El ascensor de los mil aromas

Una de las cosas que más me fascinan de cómo funcionan la memoria y los recuerdos es la manera en la que muchos de ellos están ligados a los sentidos.

Quién no ha recordado algo de su infancia al escuchar una canción de cuna que creía olvidada o le ha venido a la mente un antiguo amor al oler determinada colonia. A mi me pasa con algunas canciones de Sabina, que me recuerdan a mi adolescencia, y con el cantar de los búhos y el cerrar de las cremalleras, que me traen a la memoria mi época de veraneo en campings y campamentos.

Con la comida y su sabor y olor pasa algo parecido, así que cuando el otro día subí en el ascensor de los mil aromas, el pequeño trayecto hasta mi planta se convirtió en un viaje culinario en el tiempo cuanto menos peculiar. Pero no vayáis a pensar que se trata de un ascensor especial diseñado a tal efecto, sino más bien una casualidad de la vida, una pequeña anécdota que me apetece compartir con vosotros.

El caso es que el otro día estaba ayudando a mi madre a montar una pequeña exposición de cuadros en un hotel de Valencia, y para llevar los cuadros hasta la sala desde el coche había que subir por el ascensor de servicio.

Al parecer, por ese ascensor también subían y bajaban los suministros y la comida o algún conducto de ventilación llevaba hasta el hueco los olores de una cocina, porque cada vez que entraba a ese ascensor, olía a algo diferente.

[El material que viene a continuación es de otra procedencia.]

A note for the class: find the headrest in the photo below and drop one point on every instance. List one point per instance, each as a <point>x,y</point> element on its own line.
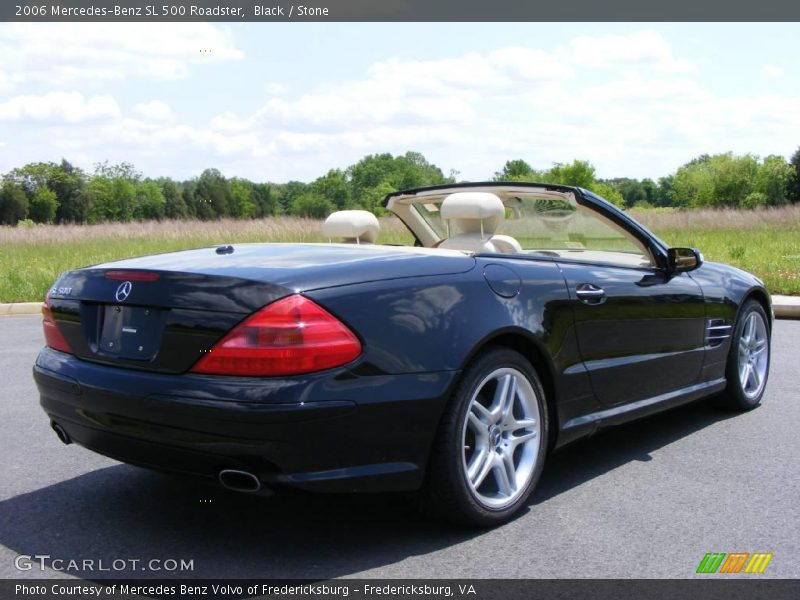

En mis primeros viajes, al principio de la mañana, olía a bollería recién horneada, lo que me trajo recuerdos de la casa de mi infancia, a la que llegaban por el patio de luces los efluvios provenientes de la panadería que había en la planta baja.

A medida que se acercaba la hora de la comida empezó a oler a sopa, pero no a una sopa cualquiera, sino a sopa de guardería, que tiene un olor único que viene acompañado de imágenes de platos de plástico y baberos llenos de lamparones.

Afortunadamente, ese aroma dio paso a otro que me gustó mucho más; en ese ascensor olía a los espaguetis con albóndigas de mi abuela. Tan vívidos eran los recuerdos que me dieron ganas de ir a buscarla a la cocina, convencido de que solo ella podía ser la responsable de tan maravilloso olor.

Cuando ya estaba acabando, empezó a colarse en el ascensor ese olor tan característico del sofrito de pollo y conejo propio de las maravillosas paellas de domingo en el campo, que te rodea avisándote del manjar que catarás luego mientras disfrutas de un aperitivo cerveza en mano.

Al final, aunque cargar los cuadros era una tarea pesada y tanto olor a comida me estaba abriendo un apetito descomunal, me quedé con ganas de seguir subiendo al ascensor de los mil aromas, donde cada vez que subes te aguarda un recuerdo diferente.